An European national will automatically qualify for UK Permanent Residence (PR) if they have lived in the UK as a qualified person for a consecutive period of 5 years. A qualified person means that they are either working, self-sufficient, self-employed, or studying. Recently, we have seen a sharp rise in the number of of Permanent residence applications submitted to the Home Office. The rise in the number of PR applications reflects the insecurity of EU citizens as to what their future would be after the Brexit negotiations. Of the 137,000 PR applications that were made last year, one-fourth of those applications were disregarded based on technicalities, according to The Independent. One of the technicalities considered in the application process is that EU students are supposed to have a Comprehensive Sickness Insurance (CSI).

The European Economic Area (EEA) regulation of 2006 requires that EEA students have a Comprehensive Sickness Insurance (CSI). This regulation was then revised on the 6th of April 2015. In the revised regulation, family members of the EEA students living with them also need to hold CSI. Since EEA citizens and their family members are allowed to use the NHS, some people are uninformed that they still need to have a CSI. But according to the Home Office the NHS is not considered as CSI.

It is important to note that the categories of people that qualify for BPR cards . They include workers, self-employed persons, self-sufficient persons with CSI and students with CSI. Hence, if a EU person has been in the UK for the last seven years with the first three years as a student (without Comprehensive Sickness Insurance) and wants to apply for a BPR card, there is a possibility that their applications may be disregarded. This is because, the person may be considered as staying in the UK illegitimately. Therefore, the person has to wait for another year before reapplying for the BPR card.

Also, there are a lot of self-sufficient EU citizens presently residing in the UK. They may be married to a British Citizen and not working. Unless they had already gotten their BPR through five years of continuous work or self-employment (with evidence), they would need to show that they have CSI to show they have the current right of residence in the UK.

Although the regulation was amended on 6th April 2015, it was implemented on 22nd June 2015. This means that for any applications after 22nd June, the customer must provide evidence of CSI for both themselves and the family member living with them.
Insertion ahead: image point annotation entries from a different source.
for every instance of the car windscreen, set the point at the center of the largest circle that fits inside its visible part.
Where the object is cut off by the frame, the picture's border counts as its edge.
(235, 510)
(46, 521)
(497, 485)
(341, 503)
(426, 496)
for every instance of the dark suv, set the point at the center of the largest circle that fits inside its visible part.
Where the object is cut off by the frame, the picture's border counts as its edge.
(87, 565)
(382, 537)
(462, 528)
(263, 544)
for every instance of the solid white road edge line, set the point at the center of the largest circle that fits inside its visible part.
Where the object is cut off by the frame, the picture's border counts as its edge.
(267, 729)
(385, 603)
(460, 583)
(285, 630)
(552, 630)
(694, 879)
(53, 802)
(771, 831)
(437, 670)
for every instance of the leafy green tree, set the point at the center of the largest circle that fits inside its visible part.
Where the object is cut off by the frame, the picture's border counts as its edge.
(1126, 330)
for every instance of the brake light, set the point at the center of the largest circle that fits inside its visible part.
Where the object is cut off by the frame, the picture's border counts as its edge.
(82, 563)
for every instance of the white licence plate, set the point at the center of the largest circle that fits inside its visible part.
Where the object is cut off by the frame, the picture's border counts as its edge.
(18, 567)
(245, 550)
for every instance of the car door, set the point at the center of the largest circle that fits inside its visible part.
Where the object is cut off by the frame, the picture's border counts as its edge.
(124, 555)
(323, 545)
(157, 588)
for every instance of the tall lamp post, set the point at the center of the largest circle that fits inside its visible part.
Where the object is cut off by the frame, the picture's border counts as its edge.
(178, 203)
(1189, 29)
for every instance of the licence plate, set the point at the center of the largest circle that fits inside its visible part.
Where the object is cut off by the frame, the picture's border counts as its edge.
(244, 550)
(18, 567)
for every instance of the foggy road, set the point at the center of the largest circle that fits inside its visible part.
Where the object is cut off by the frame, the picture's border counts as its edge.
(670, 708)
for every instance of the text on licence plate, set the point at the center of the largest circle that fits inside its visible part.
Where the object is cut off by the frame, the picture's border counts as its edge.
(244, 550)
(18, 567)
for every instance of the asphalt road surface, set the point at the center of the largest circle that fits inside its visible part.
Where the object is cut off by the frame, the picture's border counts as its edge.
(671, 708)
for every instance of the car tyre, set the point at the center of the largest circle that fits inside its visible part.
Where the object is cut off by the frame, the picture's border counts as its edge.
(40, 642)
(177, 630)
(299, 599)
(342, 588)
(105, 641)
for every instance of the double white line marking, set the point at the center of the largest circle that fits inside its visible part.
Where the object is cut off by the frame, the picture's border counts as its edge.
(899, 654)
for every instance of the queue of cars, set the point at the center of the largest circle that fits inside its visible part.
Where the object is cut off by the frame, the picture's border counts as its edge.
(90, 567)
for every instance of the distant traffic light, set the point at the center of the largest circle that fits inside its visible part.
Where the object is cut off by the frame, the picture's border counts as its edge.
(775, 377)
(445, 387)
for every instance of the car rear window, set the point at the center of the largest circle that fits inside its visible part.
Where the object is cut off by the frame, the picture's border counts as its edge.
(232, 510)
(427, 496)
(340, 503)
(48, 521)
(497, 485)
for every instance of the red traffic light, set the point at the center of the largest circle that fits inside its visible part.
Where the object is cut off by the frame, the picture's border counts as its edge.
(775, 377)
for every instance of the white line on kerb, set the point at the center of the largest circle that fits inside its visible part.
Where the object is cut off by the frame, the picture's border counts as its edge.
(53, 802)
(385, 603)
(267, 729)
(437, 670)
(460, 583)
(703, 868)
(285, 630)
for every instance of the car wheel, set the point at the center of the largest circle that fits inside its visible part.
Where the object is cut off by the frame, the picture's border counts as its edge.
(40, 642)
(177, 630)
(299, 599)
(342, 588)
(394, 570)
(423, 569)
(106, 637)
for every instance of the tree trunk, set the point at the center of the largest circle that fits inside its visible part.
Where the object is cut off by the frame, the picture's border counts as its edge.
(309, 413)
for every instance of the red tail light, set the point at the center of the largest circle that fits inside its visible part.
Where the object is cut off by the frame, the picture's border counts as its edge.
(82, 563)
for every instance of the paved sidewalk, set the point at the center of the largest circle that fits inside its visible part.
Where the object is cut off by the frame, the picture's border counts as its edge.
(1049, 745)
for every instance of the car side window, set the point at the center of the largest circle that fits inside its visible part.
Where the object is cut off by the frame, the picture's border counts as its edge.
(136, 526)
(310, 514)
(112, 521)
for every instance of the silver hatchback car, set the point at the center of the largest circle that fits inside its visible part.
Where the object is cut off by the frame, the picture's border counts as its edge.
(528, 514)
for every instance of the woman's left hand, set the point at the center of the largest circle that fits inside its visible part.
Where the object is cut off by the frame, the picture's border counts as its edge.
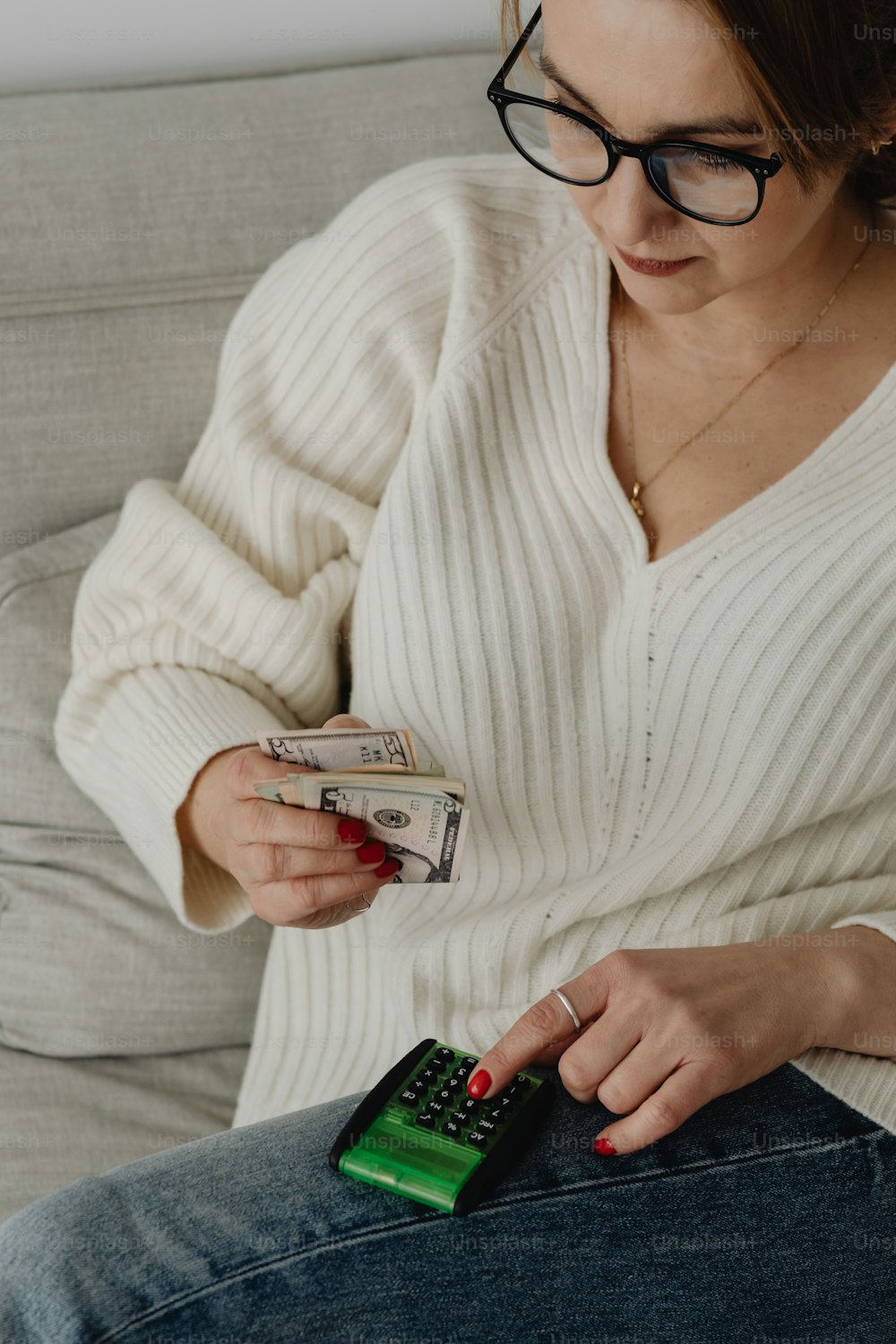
(667, 1030)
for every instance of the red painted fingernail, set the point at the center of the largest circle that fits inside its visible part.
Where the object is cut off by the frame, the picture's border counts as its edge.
(478, 1083)
(351, 831)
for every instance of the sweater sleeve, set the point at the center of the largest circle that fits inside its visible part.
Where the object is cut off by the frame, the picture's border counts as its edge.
(220, 604)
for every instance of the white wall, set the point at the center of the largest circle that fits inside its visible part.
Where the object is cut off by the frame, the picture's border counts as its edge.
(82, 43)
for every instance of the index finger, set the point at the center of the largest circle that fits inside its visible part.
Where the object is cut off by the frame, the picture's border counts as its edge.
(546, 1024)
(250, 765)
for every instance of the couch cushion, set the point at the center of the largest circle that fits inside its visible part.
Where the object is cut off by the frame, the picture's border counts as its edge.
(93, 961)
(64, 1118)
(134, 222)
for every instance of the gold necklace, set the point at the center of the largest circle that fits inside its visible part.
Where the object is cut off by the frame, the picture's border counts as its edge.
(641, 486)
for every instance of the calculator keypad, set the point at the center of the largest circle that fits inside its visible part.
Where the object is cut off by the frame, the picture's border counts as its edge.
(437, 1099)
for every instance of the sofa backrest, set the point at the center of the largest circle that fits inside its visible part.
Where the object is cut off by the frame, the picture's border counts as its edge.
(136, 220)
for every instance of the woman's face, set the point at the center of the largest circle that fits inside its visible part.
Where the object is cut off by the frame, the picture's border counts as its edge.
(664, 64)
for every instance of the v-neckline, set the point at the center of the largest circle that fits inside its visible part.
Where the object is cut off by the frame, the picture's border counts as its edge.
(600, 437)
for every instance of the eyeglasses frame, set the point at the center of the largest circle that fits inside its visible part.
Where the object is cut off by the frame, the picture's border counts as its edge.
(762, 168)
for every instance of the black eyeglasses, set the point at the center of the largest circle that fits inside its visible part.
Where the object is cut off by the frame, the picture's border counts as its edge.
(707, 183)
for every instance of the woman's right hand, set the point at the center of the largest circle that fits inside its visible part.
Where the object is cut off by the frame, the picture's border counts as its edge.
(297, 866)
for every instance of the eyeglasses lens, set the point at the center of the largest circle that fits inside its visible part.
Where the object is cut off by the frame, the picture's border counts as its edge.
(710, 185)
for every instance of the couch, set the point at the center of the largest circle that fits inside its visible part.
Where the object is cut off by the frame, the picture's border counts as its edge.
(134, 222)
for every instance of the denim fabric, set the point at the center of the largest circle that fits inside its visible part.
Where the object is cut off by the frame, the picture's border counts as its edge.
(769, 1215)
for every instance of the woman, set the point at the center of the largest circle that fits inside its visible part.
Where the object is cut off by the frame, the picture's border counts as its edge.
(591, 487)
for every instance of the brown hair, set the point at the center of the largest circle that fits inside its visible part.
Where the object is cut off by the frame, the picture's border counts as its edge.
(821, 75)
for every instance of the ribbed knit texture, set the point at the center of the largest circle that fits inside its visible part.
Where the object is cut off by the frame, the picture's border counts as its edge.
(405, 475)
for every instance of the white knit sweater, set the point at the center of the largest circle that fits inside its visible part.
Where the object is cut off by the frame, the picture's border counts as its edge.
(405, 478)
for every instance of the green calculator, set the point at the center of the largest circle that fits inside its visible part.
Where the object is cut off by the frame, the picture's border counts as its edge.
(419, 1134)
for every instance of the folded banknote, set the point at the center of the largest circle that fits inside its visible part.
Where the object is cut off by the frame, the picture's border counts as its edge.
(374, 774)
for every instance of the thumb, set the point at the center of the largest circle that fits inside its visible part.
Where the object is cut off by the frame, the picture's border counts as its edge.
(346, 720)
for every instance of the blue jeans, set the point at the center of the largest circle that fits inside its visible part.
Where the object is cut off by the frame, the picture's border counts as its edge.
(769, 1215)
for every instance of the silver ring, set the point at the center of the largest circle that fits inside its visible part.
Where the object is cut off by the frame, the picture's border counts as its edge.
(568, 1007)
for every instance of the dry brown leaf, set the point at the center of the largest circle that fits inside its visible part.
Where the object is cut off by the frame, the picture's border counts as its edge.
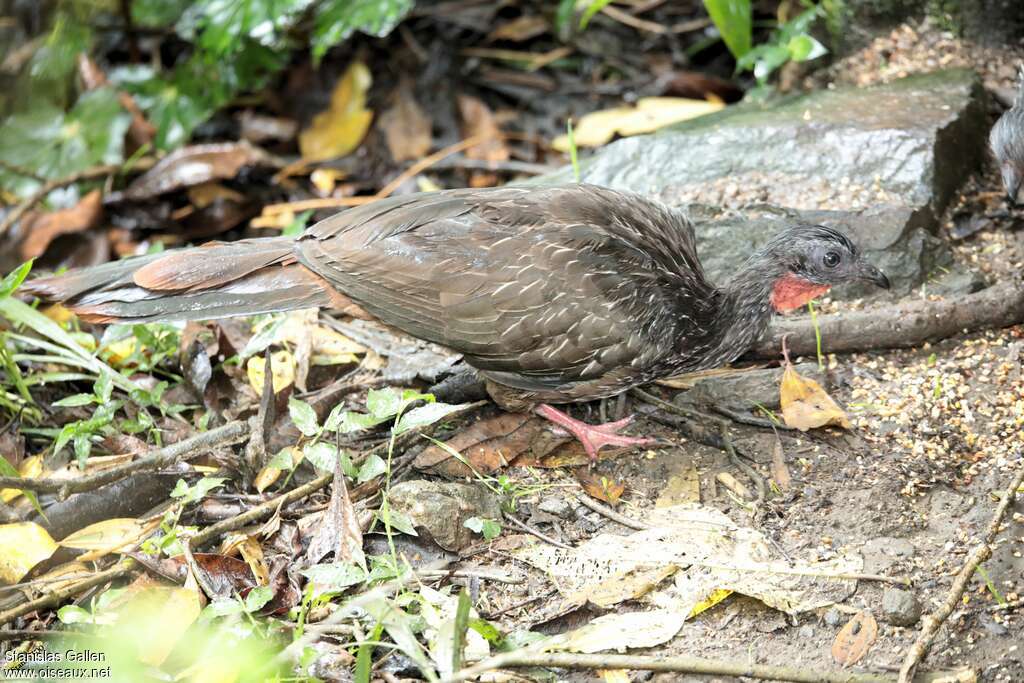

Similarly, people who applied for residence cards before 22nd June only have to provide CSI for themselves. For instance, if a family member of an EEA student applies for BPR on 16th May 2015, all they need to prove is that their sponsor is a student possessing a CSI. However, for a person who applied on the 23rd June 2015, they would need to provide similar documents but more importantly, provide their own proof of CSI.

While a spokesman for the Home office said that EEA citizens will not be removed from the UK or denied entry merely because they do not have a CSI, it is important for those that would like to have a BPR to obtain one and also consult an experienced immigration solicitor for advice.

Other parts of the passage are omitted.